The four of us naturally split up upon entering the open building, although I soon found that knowing there were other people with me made a huge difference to the ‘feel’ when exploring a haikyo. I’ll write more about my experiences in future posts, but visiting a ruin alone increases the fear and adrenalin factor tenfold…
I began from the bottom of the museum and worked my way upwards, snapping away at the various objects lying around. There wasn’t a great deal of vandalism in this place – the majority of damage was due to the elements getting in – warping wood, broken windows, cracked tiles – the natural effects of decay.
Many of the exhibits were still intact, including a massive butterfly display! I took this next picture right before I found a panel of light switches hidden in the corner of the room. Upon pressing them, a disco array of old, groaning lights flickered on throughout the room, some of them stuttering and failing in the process.
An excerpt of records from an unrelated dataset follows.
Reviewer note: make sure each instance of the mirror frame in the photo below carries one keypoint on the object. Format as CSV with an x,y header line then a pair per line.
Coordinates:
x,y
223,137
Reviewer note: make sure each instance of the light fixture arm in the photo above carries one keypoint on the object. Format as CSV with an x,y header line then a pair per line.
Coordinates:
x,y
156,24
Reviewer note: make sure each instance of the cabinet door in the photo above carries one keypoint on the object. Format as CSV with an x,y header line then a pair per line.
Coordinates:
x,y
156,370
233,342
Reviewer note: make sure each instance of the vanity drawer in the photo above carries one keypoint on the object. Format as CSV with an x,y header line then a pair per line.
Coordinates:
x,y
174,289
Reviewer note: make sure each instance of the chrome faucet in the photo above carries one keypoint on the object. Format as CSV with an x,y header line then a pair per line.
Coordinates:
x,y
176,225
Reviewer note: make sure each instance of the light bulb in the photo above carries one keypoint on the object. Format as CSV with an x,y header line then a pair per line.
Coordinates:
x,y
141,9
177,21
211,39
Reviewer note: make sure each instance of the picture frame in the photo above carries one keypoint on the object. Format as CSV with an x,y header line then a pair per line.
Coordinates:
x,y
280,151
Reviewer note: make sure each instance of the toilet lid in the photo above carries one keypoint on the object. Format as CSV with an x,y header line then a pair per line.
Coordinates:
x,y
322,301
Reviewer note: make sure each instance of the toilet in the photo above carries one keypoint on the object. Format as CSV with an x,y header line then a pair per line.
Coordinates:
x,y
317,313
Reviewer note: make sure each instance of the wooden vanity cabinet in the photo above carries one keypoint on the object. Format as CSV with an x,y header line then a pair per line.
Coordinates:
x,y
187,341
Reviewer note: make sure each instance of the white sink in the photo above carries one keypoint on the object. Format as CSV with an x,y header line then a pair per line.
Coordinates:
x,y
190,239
But amongst all the old picture panels, museum exhibits and decay lay various objects begetting my curiosity. Take this old vinyl disk for example. Was this on sale in the museum shop around the time it finally closed..?
Or how about this weird alien cardboard cutout? I found a leaflet in the museum depicting its opening with the different exhibits and this guy happened to be in one. But why an alien in a volcano museum?
Here’s an image of the leaflet I found. Looks like this place was supposed to be big. I wonder why it was abandoned..?
Perhaps this calendar can shed some light on the scene? 1993… Seems like this place has been closed for a while.
If that is the case, then it doesn’t even bear thinking about how grimy the stuff in the kitchen probably is…
And it would probably be sensible to keep this particular oven closed rather than inspect its contents… But I had to take a peek anyway. The rusty door below this dial opened with a menacing squeal…
And as I crunched my way around, I began to find more and more artefacts of a personal nature – business cards, keyrings, files stuffed with documents and research papers. But that was nothing compared to the array of critters hiding down in the basement. They made this freakish deer look tame in comparison…
At first it was a shock surprise. Who could have thought the researchers at this museum would hide a preserved snake in a jar among the dusty basement boxes?
But that wasn’t even the biggest surprise! Not far from our slithery friend was a box full of delightful oddities, all slumbering away in their tightly sealed jars. I do believe this may be the bioluminescent hotaru ika (firefly squid), but I can’t be sure…
And if the sea life wasn’t enough, various jars of mushrooms, a shrimpy mole and a couple of mice were also among the collection. Remarkably well kept after all these years too, I might add.
Next up – the observatory! Be sure to take a look – there’s a video included too!
Approach: Easy – following a hiking path up the volcano and in through the open doors.
Highlights: Preserved animals in jars, dusty boxes filled with volcanic artefacts in the basement, discovering the (working!) light switches to the display exhibits.
Please bear in mind that going to visit ruins is dangerous and in many cases illegal. I take no responsibility for your actions and their consequences. Also, I will not answer requests for information on locations, their names or advice for entering the places I write about for the simple reason that it leads to many of them getting vandalised and sealed up completely. Thanks for understanding.